In die dagen verloren minder zeelui het leven aan zeerovers, riffen en wervelstormen dan aan scheurbuik. Cook stelde zich het bestrijden van deze vijand ten doel. Tegenwoordig weten wij dat scheurbuik wordt veroorzaakt door een tekort aan vitamine C. Cook wist dat natuurlijk niet — wel had hij bemerkt dat de scheurbuik genezende kracht van de beste voedingsmiddelen werd verlaagd door ze te koken op de kombuiskachel. Hij gaf daarom zijn bemanning — zulks tot hun grote verontwaardiging — melasse, appels in het zuur, thee van sassafras en kool te eten. Oude zeerobben die gewend waren aan een dieet van gedroogd en gepekeld rundvlees, havermeel vol wormen en brood met ranzige boter — weggespoeld met wijn — werden gedwongen om grote hoeveelheden limoensap en zuurkool te gebruiken. Cooks hart zwol van trots toen hij in april 1769 bij Tahiti het anker liet vallen: niet één man had hij aan scheurbuik verloren — geen zeeman had ook maar een enkele dag met de gevreesde klachten in de ziekenboeg vertoefd.
Tahiti was een zeemanshaven bij uitstek — lommerrijke palmen, gewillige meisjes en feestmaaltijden met gebraden speenvarkens en sappig fruit! Van de vriendelijke bevolking hadden ze weinig te duchten; er was echter wel het risico dat de zeelui misbruik van hun gastvrijheid zouden maken. Cook gaf terstond zeer strenge instructies en stelde de twee mannen die zich daaraan niet hadden gehouden tot afschrikwekkend voorbeeld.
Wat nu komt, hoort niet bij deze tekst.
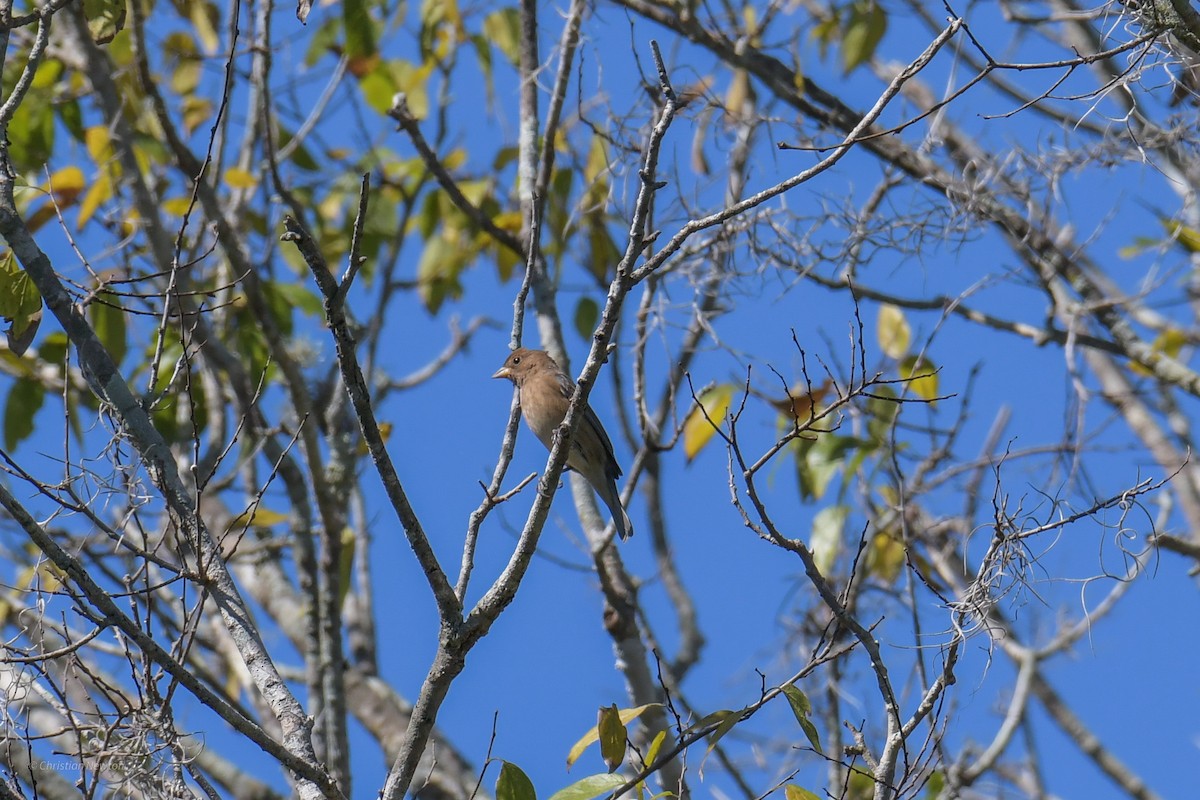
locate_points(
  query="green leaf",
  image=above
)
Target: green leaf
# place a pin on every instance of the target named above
(24, 400)
(802, 708)
(514, 785)
(727, 722)
(625, 715)
(106, 18)
(108, 320)
(864, 29)
(21, 304)
(706, 417)
(612, 737)
(593, 786)
(921, 374)
(360, 35)
(587, 314)
(827, 534)
(31, 134)
(437, 272)
(820, 461)
(655, 746)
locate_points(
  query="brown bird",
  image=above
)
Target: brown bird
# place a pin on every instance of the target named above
(545, 396)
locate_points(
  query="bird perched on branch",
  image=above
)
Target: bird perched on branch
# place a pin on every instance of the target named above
(545, 396)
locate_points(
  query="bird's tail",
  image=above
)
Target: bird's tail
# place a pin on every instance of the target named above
(619, 518)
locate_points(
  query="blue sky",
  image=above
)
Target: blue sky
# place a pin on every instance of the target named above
(547, 663)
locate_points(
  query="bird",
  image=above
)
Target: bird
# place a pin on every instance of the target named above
(545, 392)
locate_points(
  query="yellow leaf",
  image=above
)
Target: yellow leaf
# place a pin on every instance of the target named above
(66, 185)
(885, 557)
(237, 178)
(893, 334)
(624, 715)
(703, 420)
(384, 433)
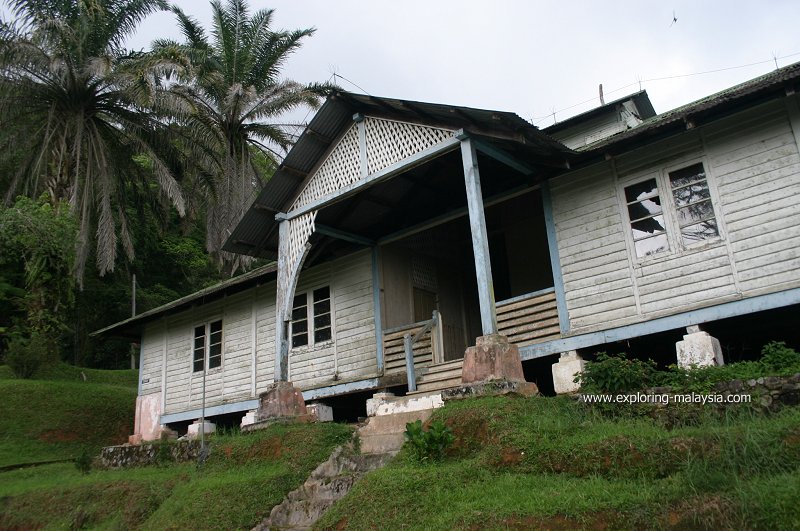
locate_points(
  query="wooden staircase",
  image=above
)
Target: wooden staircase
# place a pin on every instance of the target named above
(439, 376)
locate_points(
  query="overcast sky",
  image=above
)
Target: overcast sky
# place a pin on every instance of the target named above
(533, 57)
In zijn betrekkingen met de inheemse bevolking toonde Cook zich een waar genie. Hij besefte dat er onder de bewoners van Tahiti, evenals onder de blanken, eerlijke en oneerlijke mensen waren, sommigen kuis en anderen niet; sommigen vredelievend en anderen vechtlustig. Wanneer geweld noodzakelijk was, liet hij met hagel schieten om niet te doden doch slechts te verwonden; dieven liet hij het hoofd kaalscheren, hetgeen hen onder hun eigen volk belachelijk maakte. Wanneer ouders om hem eer te bewijzen hem hun dochters aanboden, legde hij vriendelijk en eenvoudig uit dat zijn bemanning en hij zich niet konden verpozen daar ze astronomische waarnemingen moesten verrichten. De inheemsen noemden hem “De-man-die-een-planeet-zoekt”. Zijn fatsoenlijk gedrag maakte het later mogelijk, het eiland tot zijn voorraadhaven te maken.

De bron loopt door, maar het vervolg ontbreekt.